Sadly, time flows on and great players suffer the fate of attrition. Towards the end of his career, Young couldn't field (every broadcast had a "PAST A DIVING MICHAEL YOUNG" moment), and he stopped hitting for power. He was unplayable. Younger players took over and was traded for nothing to the Philadelphia Phillies.
The beautiful thing about playing past sports games is that Young, and others, never age like they do in real life. Time doesn't exist. They sit as snapshots of the past and can be virtually resurrected underneath a soulless sun. Unlike real life, where these integral parts of our lives and fandom fade away to make room for others, they can keep playing as long as the On button gets squished every once in awhile.
Since college, I've been nibbling at the same franchise mode. I've won a couple of championships. The Rangers, just like in real life, are baseball's model franchise (Ed. note: We interrupt this post for a reaction from Houston fans.)...
...and are financially stable. Now there's only one goal left.

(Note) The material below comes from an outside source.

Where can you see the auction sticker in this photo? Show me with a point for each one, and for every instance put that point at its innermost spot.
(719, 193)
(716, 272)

I grew up wanting for Young to reach 3,000 hits. He finished with 2,375 in 14 years. My unfulfilled adolescent dream is a possibility in this game. It is the year 2012. Michael Young has 2,300 hits and can still bring it. He can barely throw the ball to first anymore and is a liability at third base. Unlike his time in the National league, Young's ability to slap singles the other way will never die. Consistently, he goes 3-5 with three singles and is the exact type of player that sabermetrics hates. I don't know what I will do when I get there, but I do know that something that has never happened can and will.
Now even if you don't care about Michael Young, I'm sure if you picked it up and turned it back on, it could keep you hooked long enough for you to find some sentimental value in it there will be worth the $2.99 it costs. Maybe John Dowd is your favorite player of all time, or Jeff Bagwell should pick up the 50 home runs that left him short of 500, or you have an undying need to hit St. Louis Cardinals' Albert Pujols in his fat ass every chance you get, or maybe you just miss seeing baseball in the Astrodome.
So if you are enjoying the weather and sifting through the flea market, or pawning everything you own to pay off your student loans, or it pops up in an Amazon recommendation, and you see this beautiful game sitting there for less than three dollars, pick it up. Mess around with it. And play the greatest sports game ever made to enjoy the newfound happiness of the Spring and prepare yourself for baseball coming back again.
Now I pass the mic over to you. Feel free to discuss this, or anything else that you can think of this fine Saturday night (within the community guidelines, of course).